Small Data: use your micro-data to manage your SME
Small Data, Big Data... while we hear a lot about the latter, the former is making its way more discreetly.
Yet the two concepts are not far apart.
Small Data even offers better prospects for the management of VSEs and SMEs.
What's more, according to MyDataModels, a pioneering French start-up in the field, it accounts for 85% of the data collected.
Let's take a look at this promising trend.
What is Small Data?
Small Data: definition and objectives
Small Data represents all the micro-data, or micro-information, collected on a daily basis within a company, via :
- files :
- Excel spreadsheets
- team schedules, deliveries, projects,
- internal studies and reports,
- minutes,
- photo and video files, etc. ;
- applications:
- diaries
- electronic mail,
- instant messages
- social networks ;
- operational software such as CRM (customer databases);
- physical or digital sensors.
Real decision-making tools based on objective, quantifiable and measurable criteria, this data accessible can be used to study and then optimise the productivity and efficiency of all departments, in particular :
- human resources
- sales
- marketing
- logistics, etc.
Small Data vs Big Data
What is the difference between Big Data and Small Data?
With the explosion of the internet, users have never stopped creating digital data (videos, photos, text, etc.), sharing it via different channels and storing it in the cloud.
It is this explosion in volume, but also in the variety of content and the need for speed, that has led researchers to find a new way of storing and analysing this data on a digital basis: this is the phenomenon of Big Data.
It applies mainly to the financial and sales sectors, but also to telecommunications, health, industry, government, etc.
With the development of Artificial Intelligence (AI), large companies, in particular the GAFAMs, and their data scientists can exploit this massive public and private data to guide their strategies.
Small Data, on the other hand, goes against the grain of this "folie de grandeur" trend: sometimes the small amount of data in the possession of the smallest structures can be quite sufficient to improve their performance.
Better still, if properly selected and reduced to a minimum, the predictive analyses derived from it can sometimes be more accurate than those produced by the most complex algorithms.
That's why it's aimed more at business experts who are confronted with a wide range of data but don't know how to use it on a day-to-day basis. We are thinking, for example, of :
- product managers
- marketing managers
- financial managers.
In the following video, Olivier Sibony, professor at HEC, sums up and illustrates this phenomenon very well:
What about Smart Data?
It's not about the data itself, but about the way in which it is used: by concentrating on interesting data, decision-makers are no longer drowning in a mass of useless information, and only use the data that is relevant and usable in the context of a specific issue.
In a way, Smart Data is the result of an initial sorting of data:
- from Big Data
- generated by the company itself, when the data is substantial.
This task is increasingly the responsibility of the Chief Data Officer.
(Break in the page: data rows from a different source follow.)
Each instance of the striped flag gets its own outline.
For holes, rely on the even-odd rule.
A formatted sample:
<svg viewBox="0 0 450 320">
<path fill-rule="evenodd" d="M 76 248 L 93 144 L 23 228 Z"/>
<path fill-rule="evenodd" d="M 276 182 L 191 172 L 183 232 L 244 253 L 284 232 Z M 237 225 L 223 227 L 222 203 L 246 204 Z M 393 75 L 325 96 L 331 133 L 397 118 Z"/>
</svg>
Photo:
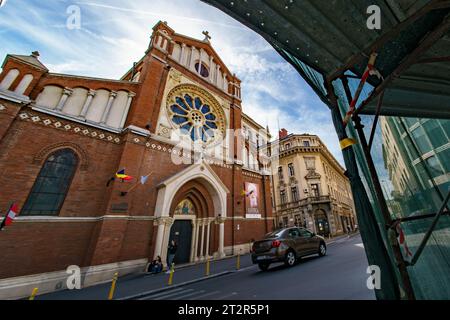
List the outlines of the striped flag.
<svg viewBox="0 0 450 320">
<path fill-rule="evenodd" d="M 6 213 L 6 216 L 3 219 L 2 224 L 0 225 L 0 230 L 2 230 L 4 227 L 11 225 L 18 212 L 19 208 L 17 204 L 13 203 L 11 207 L 9 207 L 9 210 Z"/>
</svg>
Small Data: examples of applications
Small Data can be used by human resources departments to manage talent or improve quality of life at work (QWL).
For example, ManPower plans to analyse the frequency of use of internal communication tools in order to detect influential employees or any drop in motivation, necessitating the deployment of a retention strategy.
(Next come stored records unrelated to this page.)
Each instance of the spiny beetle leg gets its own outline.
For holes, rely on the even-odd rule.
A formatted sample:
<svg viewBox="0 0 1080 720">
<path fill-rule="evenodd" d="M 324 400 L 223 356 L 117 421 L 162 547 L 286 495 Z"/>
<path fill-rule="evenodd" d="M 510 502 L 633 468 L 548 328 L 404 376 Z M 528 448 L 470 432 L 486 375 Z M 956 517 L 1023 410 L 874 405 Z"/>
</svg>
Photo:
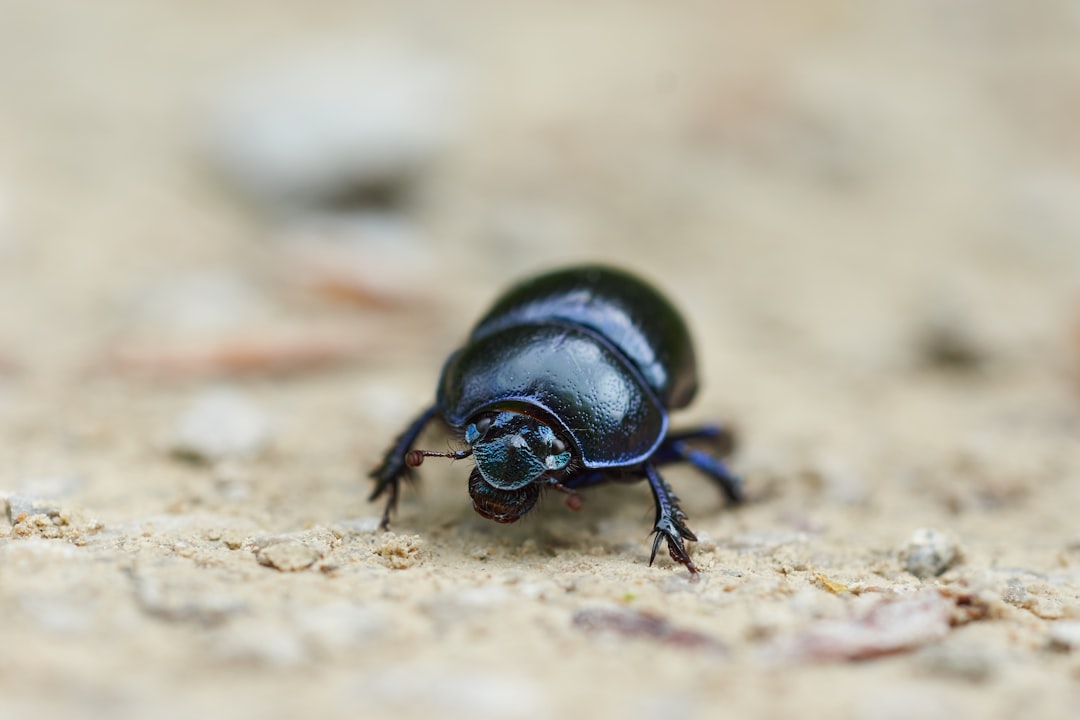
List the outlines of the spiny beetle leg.
<svg viewBox="0 0 1080 720">
<path fill-rule="evenodd" d="M 693 447 L 690 444 L 693 440 L 716 441 L 716 452 L 721 456 L 730 452 L 732 446 L 732 436 L 728 431 L 715 425 L 706 425 L 702 428 L 668 435 L 651 459 L 657 465 L 688 462 L 716 483 L 728 500 L 733 503 L 741 502 L 743 489 L 739 476 L 731 472 L 727 463 L 716 455 Z"/>
<path fill-rule="evenodd" d="M 668 433 L 668 442 L 683 442 L 686 440 L 704 440 L 709 448 L 720 457 L 727 457 L 735 450 L 735 433 L 722 425 L 702 425 L 689 430 L 678 430 Z"/>
<path fill-rule="evenodd" d="M 731 472 L 723 460 L 702 450 L 695 450 L 682 441 L 672 443 L 672 450 L 715 482 L 728 500 L 733 503 L 742 502 L 742 479 Z"/>
<path fill-rule="evenodd" d="M 686 513 L 679 507 L 679 498 L 671 490 L 671 486 L 660 477 L 660 473 L 652 463 L 645 464 L 645 477 L 649 479 L 649 488 L 652 490 L 653 501 L 656 503 L 656 521 L 653 523 L 652 554 L 649 555 L 649 565 L 656 559 L 656 553 L 660 549 L 660 541 L 667 541 L 668 554 L 677 563 L 682 563 L 691 573 L 697 573 L 697 566 L 686 552 L 683 540 L 697 540 L 697 536 L 686 527 Z"/>
<path fill-rule="evenodd" d="M 379 523 L 379 527 L 383 530 L 390 527 L 390 514 L 397 509 L 401 481 L 408 479 L 412 474 L 412 468 L 405 464 L 405 453 L 409 452 L 413 443 L 423 432 L 424 426 L 431 422 L 436 412 L 436 407 L 432 405 L 420 413 L 419 417 L 405 428 L 405 432 L 401 433 L 386 451 L 379 467 L 371 471 L 370 477 L 375 478 L 375 489 L 372 490 L 368 501 L 374 502 L 383 493 L 387 493 L 386 509 L 383 510 L 382 521 Z"/>
</svg>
Another case in point: as part of the optimisation of the customer journey, the sales and marketing manager can use the Small Data at their disposal, in particular transactional data such as the average basket and the place of purchase - physical or web - to :
- Understand the sticking points,
- know where to focus their efforts.
How can you make the most of your Small Data?
Analytical tools
The prerequisites for making good use of your data are :
- standardised data collection
- centralising it in a single tool.
Data management and analysis platforms include :
- Data Management Platforms or DMPs, data analysis solutions for collecting, reconciling and unifying customer data, in order to carry out personalised marketing actions;
- dashboards generated by :
- ERP, marketing, CRM and HRIS software,
- Business Intelligence (BI) tools, which connect to all these different data sources,
to collect and monitor changes in a number of performance indicators (KPIs), selected in advance according to your objectives (hello smart data!).
But beyond data analysis, these tools cannot make predictions based on data. Hence the emergence of the following solutions.
Predictive tools
Machine learning can be very useful here.
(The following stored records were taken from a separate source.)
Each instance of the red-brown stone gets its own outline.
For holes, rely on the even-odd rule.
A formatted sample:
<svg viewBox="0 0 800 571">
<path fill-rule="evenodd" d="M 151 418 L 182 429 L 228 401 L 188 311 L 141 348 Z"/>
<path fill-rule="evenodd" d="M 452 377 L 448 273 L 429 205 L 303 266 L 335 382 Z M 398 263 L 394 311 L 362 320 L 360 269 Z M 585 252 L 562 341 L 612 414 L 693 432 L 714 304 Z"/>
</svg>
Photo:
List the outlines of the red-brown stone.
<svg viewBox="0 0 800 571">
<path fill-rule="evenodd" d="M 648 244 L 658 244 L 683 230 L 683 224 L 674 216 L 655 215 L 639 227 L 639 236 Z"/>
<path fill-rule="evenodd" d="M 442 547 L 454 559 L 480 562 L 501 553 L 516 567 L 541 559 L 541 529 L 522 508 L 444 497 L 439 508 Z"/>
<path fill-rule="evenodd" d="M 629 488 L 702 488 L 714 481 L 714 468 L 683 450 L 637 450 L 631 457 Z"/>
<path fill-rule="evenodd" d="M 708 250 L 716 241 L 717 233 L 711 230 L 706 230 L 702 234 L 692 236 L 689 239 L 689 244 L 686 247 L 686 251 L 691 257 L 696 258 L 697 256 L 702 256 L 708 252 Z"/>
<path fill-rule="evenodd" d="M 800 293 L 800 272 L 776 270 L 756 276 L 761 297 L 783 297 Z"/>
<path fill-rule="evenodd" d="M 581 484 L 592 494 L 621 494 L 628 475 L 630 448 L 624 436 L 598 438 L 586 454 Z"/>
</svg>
This concept is based on mathematical and statistical approaches that give computers the ability to learn automatically from collected data, and thus solve tasks autonomously.
With this in mind, MyDataModels has unlocked the technology of Big Data's evolving algorithms to make them usable on a smaller scale.
Even with small datasets, Artificial Intelligence can :
- extract value from data, by transforming your expertise into relevant and interpretable data, simply and directly by business experts;
- produce automatic predictive models to help businesses improve their processes.
The result: the TADA by MyDataModels solution 'makes Small Data talk' to researchers, medical experts and manufacturers, to help them make predictions based on automatic learning models.
Small Data + Big Data?
If you have the resources, using both can be a wise move.
Big Data provides general trends about your sector of activity, consumer habits or the behaviour of your typical customer, while Small Data puts them into perspective with your expertise, your business data and your own experience of the business.
In short, with Small Data, data is exploited through technology, without neglecting the human vision.